Advancements in prosthetic limbs include sensors, which allow people to adjust the amount of pressure they exert. Such sensors allow people with prosthetic hands to grip a softball with more force than they’d grip an egg, for example. If you can’t feel, you can’t know how much pressure you’re exerting, which could be messy and problematic. The Seoul research team, who recently published their findings in Nature Communications, has gone beyond those types of sensors to create “smart” skin with much more sensitive sensors embedded with crystalline silicone nanoribbon.
In addition to being able to feel pressure, the newly developed sensors also detect temperature, humidity, and strain. They have arrays comprised of stretchable electrodes that facilitate nerve stimulation and provide heat. All of these features allow this to behave more like normal skin. You can sense whether a pan was hot, or even whether someone’s forehead was warmer than usual. The embedded heaters allow the skin to feel more real to others who might touch it—a nice feature, given that it must be kind of strange to hold hands with someone with cold plastic fingers.

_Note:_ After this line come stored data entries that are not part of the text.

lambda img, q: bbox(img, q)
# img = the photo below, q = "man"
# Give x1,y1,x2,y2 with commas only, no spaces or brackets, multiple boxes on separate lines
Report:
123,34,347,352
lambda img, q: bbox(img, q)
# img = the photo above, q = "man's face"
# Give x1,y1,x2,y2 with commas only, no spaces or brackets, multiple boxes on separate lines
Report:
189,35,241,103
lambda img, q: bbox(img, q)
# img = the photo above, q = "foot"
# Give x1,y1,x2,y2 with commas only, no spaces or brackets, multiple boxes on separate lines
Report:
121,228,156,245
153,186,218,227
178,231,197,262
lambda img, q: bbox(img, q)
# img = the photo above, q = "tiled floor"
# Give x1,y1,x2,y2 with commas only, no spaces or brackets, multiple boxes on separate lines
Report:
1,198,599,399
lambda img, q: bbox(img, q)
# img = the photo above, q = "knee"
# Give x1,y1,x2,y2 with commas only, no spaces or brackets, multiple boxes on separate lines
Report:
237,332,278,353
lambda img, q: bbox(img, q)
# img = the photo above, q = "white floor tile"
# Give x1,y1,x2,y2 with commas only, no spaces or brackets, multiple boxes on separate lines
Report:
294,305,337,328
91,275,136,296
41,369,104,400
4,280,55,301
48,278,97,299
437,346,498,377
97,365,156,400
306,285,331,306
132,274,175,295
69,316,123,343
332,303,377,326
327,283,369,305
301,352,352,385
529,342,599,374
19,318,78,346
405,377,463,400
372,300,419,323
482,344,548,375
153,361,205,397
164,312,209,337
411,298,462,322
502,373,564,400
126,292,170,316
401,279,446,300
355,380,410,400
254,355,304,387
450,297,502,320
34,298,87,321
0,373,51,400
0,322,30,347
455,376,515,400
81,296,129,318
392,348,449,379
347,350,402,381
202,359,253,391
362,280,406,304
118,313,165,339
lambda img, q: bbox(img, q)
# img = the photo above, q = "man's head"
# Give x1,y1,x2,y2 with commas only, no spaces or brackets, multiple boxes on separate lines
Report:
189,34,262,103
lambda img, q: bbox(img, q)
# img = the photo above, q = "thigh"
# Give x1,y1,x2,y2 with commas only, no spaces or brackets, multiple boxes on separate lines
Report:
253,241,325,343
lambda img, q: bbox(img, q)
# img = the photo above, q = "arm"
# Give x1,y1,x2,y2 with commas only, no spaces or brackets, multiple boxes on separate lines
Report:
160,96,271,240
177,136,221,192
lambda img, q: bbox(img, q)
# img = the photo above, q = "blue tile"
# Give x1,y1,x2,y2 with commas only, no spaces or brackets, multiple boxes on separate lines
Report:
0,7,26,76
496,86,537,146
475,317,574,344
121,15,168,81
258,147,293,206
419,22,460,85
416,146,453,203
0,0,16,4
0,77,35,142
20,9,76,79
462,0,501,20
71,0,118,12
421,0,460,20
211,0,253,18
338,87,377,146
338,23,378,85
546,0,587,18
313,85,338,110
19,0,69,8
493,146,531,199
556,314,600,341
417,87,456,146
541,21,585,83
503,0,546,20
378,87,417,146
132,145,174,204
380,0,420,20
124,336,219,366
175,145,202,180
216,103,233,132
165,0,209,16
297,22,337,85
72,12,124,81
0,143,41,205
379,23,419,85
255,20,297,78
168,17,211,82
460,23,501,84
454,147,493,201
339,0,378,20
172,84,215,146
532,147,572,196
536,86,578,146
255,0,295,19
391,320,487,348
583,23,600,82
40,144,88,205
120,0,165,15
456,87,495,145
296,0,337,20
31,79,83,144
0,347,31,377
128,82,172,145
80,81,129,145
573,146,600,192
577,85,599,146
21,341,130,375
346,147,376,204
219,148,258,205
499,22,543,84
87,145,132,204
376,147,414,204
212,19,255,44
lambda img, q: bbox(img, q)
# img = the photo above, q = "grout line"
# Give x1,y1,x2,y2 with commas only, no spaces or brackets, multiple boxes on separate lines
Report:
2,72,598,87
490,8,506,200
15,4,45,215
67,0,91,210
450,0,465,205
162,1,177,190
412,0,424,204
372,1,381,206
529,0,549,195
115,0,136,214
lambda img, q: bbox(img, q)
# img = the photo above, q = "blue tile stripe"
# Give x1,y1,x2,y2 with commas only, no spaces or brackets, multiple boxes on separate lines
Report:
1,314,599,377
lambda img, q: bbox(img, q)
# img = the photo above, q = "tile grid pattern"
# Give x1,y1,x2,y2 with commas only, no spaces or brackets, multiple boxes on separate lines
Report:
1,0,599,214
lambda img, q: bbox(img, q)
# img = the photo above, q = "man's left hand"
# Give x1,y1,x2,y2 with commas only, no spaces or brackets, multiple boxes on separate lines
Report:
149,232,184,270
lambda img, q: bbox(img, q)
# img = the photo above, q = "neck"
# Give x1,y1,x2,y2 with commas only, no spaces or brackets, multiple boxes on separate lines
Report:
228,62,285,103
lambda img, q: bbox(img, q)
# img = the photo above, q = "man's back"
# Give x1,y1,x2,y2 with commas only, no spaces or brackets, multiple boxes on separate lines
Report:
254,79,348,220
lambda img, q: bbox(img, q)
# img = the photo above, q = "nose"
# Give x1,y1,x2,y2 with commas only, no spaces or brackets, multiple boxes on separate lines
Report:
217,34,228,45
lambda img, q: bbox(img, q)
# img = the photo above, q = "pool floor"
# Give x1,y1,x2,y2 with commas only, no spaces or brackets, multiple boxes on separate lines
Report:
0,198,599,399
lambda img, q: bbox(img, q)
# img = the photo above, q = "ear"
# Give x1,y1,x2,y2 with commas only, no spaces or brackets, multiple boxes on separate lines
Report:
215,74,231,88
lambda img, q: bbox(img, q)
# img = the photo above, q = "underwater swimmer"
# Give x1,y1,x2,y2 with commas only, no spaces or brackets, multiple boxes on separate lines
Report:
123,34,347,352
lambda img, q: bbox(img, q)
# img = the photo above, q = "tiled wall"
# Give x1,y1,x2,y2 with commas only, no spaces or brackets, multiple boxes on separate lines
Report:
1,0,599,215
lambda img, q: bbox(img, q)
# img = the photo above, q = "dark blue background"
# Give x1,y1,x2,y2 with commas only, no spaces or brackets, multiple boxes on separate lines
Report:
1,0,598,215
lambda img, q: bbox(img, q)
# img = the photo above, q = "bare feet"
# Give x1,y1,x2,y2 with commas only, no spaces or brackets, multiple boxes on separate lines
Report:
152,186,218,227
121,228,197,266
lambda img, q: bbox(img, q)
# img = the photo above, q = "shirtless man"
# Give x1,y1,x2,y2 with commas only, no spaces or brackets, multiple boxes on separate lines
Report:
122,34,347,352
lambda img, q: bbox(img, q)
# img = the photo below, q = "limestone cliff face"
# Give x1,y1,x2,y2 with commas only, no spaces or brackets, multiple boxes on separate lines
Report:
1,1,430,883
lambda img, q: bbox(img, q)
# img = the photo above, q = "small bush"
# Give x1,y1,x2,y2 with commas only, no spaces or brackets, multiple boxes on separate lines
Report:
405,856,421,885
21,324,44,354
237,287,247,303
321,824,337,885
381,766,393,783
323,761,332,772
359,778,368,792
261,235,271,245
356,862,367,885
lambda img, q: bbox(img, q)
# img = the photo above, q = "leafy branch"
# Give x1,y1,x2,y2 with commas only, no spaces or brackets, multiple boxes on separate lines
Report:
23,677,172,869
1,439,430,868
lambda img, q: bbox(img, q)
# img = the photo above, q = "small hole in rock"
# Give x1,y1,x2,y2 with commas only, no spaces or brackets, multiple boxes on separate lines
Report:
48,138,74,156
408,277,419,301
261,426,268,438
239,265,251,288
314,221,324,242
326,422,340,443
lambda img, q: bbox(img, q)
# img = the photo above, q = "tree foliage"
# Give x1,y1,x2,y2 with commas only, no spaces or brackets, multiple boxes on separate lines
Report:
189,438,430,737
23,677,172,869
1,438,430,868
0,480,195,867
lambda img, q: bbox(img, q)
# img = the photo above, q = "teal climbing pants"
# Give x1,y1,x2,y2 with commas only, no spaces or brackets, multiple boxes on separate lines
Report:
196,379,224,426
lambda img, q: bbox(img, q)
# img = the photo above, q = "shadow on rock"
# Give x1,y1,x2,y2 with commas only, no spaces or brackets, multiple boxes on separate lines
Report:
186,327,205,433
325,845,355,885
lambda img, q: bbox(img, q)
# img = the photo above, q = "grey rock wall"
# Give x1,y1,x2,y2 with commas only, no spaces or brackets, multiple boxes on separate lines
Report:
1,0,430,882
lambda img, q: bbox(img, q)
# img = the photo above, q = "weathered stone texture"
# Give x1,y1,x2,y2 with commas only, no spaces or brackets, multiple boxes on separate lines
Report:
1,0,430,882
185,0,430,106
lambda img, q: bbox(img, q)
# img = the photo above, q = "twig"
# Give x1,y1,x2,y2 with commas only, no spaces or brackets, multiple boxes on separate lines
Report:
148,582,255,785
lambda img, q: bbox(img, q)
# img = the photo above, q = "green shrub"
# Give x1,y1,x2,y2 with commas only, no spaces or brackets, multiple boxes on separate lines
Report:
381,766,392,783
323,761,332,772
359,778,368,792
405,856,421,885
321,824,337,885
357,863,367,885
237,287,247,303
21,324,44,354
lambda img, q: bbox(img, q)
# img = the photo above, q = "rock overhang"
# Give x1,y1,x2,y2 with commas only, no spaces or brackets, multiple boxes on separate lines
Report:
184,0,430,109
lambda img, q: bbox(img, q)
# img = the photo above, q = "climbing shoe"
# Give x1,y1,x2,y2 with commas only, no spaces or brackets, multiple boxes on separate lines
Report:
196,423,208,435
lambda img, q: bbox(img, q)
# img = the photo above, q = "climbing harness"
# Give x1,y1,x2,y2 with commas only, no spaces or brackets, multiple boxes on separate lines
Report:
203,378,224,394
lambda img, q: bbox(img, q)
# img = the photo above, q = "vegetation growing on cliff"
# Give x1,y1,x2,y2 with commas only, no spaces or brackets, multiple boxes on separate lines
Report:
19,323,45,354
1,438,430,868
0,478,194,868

The strain sensors indicate how much the skin is stretching and whether it’s nearing fatigue. Human skin does this too, so the team studied what happens to a real hand as it performs complex movements, and then mapped similar effects onto the nanoribbon sensors. According to the study, “The prosthetic hand and laminated electronic skin could encounter many complex operations such as hand shaking, keyboard tapping, ball grasping, holding a cup of hot/cold drink, touching dry/wet surfaces and human to human contact.”
The sensors are distributed in thin layers, which makes the skin more durable. The electrodes communicate with the wearer’s nerves via platinum nanowires and ceria nanoparticles, enhancing the connection while minimizing discomfort and inflammation. The researchers believe that their skin will make major contributions to the “emerging field of smart prosthetics.”